The expanding use of AI in our lives has, without a doubt, split people’s opinions, and the same is true for the world of marketing. With privacy issues coming to the fore, many are wary about the potentially intrusive nature of AI. And the prevalence of AI in social media applications especially highlighted such problems.
AI thrives on aggregated user data—the bread and butter of emerging technologies, including social media. AI in social media, for instance, helps marketers identify the peak times to post ads for certain demographics and locations. The technology automates market research for digital professionals, which, unfortunately, borders on knowing a little bit too much on customers. Machine learning (ML) algorithms, for example, can profile users based on the posts of friends they interacted with from within their social networks.
Of course, AI can’t be all that bad. AI and social media marketing, for sure, can mix without infringing on a person’s privacy. We’ll explore that later in this post, but first, let’s take a look at the best use cases for AI in social media.

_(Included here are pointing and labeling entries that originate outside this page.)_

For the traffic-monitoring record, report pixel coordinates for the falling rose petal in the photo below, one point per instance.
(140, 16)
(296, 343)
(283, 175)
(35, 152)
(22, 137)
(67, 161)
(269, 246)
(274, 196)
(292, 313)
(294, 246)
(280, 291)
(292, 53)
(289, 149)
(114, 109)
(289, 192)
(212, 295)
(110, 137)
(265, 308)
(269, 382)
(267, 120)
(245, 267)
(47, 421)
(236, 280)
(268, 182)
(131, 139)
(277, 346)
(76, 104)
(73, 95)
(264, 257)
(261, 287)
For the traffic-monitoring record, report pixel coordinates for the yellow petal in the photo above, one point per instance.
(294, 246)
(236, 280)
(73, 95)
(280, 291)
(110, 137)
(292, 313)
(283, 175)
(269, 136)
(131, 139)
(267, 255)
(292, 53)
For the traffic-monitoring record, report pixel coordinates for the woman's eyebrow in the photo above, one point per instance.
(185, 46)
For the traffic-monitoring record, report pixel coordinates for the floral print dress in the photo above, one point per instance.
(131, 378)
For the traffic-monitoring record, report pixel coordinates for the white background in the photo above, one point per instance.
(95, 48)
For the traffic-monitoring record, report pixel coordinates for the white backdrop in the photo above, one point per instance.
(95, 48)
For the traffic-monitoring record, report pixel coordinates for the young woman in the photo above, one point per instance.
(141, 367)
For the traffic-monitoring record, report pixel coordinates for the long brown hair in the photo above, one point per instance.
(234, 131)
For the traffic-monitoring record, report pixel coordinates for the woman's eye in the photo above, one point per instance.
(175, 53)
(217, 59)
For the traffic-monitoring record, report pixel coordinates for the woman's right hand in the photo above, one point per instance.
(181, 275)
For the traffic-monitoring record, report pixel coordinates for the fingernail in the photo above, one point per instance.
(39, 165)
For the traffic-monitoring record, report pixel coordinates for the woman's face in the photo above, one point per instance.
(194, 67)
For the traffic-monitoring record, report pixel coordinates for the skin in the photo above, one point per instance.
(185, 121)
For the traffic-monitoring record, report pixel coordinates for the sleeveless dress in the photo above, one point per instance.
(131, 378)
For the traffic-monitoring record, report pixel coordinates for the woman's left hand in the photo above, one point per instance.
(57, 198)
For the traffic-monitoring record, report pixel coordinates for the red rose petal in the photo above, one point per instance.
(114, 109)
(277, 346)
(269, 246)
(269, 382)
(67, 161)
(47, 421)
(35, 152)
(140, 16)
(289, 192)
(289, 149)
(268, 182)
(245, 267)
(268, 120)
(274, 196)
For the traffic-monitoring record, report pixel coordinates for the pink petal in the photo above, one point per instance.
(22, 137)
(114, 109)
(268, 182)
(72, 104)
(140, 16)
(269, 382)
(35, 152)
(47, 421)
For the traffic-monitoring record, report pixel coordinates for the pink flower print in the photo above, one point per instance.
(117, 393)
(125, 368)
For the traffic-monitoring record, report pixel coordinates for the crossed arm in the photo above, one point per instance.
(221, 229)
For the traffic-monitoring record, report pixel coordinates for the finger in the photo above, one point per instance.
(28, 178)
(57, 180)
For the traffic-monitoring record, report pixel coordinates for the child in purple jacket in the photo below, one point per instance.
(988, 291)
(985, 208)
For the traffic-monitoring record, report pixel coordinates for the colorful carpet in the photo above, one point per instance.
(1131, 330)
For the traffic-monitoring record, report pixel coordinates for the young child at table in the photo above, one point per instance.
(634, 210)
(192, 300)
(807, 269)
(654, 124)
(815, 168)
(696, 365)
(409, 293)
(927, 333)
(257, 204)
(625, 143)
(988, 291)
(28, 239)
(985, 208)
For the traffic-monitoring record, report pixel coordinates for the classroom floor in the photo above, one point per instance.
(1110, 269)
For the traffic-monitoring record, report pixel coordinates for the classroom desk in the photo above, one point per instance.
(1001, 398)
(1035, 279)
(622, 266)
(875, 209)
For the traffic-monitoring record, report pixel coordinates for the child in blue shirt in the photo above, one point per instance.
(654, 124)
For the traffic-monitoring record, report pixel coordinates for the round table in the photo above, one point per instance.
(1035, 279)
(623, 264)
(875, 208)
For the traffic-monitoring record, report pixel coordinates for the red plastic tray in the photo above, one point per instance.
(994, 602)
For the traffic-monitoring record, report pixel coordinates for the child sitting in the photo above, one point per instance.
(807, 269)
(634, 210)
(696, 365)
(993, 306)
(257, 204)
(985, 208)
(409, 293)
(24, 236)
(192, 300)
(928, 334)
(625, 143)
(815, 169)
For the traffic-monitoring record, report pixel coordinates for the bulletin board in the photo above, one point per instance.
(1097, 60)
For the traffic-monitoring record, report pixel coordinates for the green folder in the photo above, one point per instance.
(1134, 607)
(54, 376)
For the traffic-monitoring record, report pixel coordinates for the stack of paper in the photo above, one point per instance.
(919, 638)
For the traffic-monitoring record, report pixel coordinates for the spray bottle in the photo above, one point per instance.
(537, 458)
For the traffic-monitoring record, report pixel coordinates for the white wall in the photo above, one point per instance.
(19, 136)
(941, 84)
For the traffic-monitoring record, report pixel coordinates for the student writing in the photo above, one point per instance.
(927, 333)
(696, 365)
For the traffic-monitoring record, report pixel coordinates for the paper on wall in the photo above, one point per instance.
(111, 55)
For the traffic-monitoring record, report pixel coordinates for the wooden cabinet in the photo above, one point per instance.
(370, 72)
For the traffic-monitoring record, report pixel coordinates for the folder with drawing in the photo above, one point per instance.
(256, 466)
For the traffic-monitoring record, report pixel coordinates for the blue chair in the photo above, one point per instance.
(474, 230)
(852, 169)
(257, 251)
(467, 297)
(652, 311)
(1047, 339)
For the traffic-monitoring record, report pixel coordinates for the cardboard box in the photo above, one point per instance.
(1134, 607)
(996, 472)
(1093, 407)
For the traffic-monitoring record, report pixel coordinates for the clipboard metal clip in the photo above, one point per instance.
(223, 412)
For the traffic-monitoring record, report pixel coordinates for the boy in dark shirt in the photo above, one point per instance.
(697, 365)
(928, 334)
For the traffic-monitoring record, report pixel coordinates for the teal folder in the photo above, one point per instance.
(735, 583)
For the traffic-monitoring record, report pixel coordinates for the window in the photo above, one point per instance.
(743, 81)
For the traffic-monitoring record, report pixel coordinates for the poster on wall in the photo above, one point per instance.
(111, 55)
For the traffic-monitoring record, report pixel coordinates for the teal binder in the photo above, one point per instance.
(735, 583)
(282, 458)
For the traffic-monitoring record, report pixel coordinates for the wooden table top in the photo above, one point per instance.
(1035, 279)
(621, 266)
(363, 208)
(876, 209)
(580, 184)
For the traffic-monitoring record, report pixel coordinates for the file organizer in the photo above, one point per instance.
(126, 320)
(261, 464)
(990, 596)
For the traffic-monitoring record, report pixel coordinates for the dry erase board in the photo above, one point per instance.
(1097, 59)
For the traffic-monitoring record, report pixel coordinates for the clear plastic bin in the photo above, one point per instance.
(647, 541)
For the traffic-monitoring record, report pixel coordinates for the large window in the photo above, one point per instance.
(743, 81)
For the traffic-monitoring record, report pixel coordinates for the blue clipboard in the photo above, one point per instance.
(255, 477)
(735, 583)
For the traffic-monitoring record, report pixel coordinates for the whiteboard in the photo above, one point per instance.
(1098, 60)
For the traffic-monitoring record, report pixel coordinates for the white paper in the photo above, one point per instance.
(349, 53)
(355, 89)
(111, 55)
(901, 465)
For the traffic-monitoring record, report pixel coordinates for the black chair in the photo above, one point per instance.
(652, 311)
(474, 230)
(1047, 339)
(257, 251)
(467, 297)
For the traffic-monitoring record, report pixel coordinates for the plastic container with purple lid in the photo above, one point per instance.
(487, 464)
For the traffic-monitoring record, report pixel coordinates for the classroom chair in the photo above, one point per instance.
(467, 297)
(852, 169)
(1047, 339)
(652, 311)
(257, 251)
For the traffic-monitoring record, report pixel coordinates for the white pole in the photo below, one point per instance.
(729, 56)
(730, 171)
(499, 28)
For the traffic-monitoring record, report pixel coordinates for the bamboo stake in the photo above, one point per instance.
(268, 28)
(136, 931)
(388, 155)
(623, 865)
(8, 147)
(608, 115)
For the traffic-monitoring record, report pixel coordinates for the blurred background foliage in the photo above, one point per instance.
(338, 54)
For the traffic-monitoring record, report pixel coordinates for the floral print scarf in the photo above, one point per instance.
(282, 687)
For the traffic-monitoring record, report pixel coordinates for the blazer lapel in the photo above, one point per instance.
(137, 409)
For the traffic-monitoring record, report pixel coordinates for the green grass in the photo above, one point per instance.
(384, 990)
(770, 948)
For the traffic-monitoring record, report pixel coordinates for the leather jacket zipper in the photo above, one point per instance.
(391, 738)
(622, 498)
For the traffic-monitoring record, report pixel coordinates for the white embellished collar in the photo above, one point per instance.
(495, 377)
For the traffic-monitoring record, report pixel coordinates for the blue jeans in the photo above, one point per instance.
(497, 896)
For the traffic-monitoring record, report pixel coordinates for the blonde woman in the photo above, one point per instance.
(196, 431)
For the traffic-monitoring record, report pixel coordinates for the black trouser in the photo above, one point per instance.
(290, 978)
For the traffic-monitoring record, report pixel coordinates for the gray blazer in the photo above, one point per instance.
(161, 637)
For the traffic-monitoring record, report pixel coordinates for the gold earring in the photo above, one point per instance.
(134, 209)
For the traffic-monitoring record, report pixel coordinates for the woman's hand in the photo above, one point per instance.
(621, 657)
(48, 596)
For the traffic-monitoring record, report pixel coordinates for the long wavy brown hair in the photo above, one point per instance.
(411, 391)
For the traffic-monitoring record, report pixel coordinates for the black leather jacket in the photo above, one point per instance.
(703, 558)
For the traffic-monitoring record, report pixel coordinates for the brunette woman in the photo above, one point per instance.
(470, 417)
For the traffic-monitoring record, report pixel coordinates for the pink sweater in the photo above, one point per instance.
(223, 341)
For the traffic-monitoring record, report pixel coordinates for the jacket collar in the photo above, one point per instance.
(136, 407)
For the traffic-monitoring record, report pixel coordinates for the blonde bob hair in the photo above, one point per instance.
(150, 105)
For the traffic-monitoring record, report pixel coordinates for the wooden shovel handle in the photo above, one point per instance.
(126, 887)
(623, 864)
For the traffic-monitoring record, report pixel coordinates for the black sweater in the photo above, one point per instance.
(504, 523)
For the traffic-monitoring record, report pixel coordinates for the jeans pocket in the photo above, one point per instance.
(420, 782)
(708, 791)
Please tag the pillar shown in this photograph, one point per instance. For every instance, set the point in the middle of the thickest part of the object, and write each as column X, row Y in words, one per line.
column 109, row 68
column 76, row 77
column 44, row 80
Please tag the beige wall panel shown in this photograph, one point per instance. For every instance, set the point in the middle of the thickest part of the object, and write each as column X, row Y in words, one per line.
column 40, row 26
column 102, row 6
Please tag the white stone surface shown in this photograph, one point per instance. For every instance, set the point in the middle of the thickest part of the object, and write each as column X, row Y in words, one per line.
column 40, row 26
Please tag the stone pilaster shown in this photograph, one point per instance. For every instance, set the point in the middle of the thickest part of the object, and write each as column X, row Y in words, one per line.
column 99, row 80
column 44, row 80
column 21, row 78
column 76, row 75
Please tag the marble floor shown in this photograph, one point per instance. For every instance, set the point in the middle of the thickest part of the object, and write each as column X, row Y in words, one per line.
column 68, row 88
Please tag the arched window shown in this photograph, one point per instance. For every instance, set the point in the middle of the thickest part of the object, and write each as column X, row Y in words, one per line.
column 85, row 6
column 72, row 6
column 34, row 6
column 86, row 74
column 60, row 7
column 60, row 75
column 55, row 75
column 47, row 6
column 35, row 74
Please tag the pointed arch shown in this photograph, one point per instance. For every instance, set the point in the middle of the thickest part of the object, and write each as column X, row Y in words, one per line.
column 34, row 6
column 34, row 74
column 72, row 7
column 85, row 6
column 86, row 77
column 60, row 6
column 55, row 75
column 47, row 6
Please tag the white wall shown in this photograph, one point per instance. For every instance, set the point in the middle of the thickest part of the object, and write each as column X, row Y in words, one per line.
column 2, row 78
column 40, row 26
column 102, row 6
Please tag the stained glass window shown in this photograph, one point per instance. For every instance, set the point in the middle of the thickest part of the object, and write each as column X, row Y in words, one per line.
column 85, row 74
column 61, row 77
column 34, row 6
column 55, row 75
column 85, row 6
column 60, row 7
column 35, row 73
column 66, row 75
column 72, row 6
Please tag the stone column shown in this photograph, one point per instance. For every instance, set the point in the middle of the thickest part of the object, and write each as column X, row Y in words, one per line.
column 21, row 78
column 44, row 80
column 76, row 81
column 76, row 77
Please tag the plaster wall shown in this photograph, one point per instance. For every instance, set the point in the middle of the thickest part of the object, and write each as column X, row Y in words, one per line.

AI in Social Media: Innovative Applications
ML enables marketers to zoom in on details that they can’t achieve organically through social media sites’ built-in analytics platforms. The examples below illustrate this elevated functionality better.
One-to-One A/B Testing
Marketers can derive more accurate A/B testing results from hyper-personalized campaigns with AI software. An example of this is Persado One, which enables marketers to automatically generate ad copy and images based on a user’s past emotional engagement. The system uses ML to look into how users reacted to former campaigns. This software doesn’t rely on online proxies, such as purchase patterns and demographics, to create an emotional profile of a customer.
AI-powered applications allow marketers to identify influencers that can provide them with the greatest bang for their buck. Ad fraud is a real problem for brands, and many bogus influencers have fooled a lot of big-name brands in the past. By using AI-driven applications, brands can determine influencers that speak their language through natural language processing (NLP). They can also weed out influencers with fake followers and engagement using AI software.
AI allows marketers to know the exact part of an image asset that customers gaze at so they can craft better visuals. Eye trackers are used to record this information, and neural networks use the resultant data for training. The neural networks, in turn, predict which points in an image draw viewers more.
How Marketing Professionals Can Avoid Trouble
The use of AI in social media, indeed, demonstrates several benefits for marketers. To remain compliant with data privacy regulations and such, one important thing that they can do is remain transparent about how they handle customer data. In short, marketers should practice good “AI hygiene.” They should secure their users’ sensitive information, and audit the content the AI has access to. That can help prevent algorithmic bias, and potential data loss, among other things.
Marketing thought leader and bestselling author Erik Qualman once said, “We don’t have a choice on whether we do social media, the question is how well we do it.” While the lines between user data aggregation and invasion of privacy are still a bit blurry, marketers can do their part by being sensitive to red flags. Marketers should act as gatekeepers, even if they have the choice not to.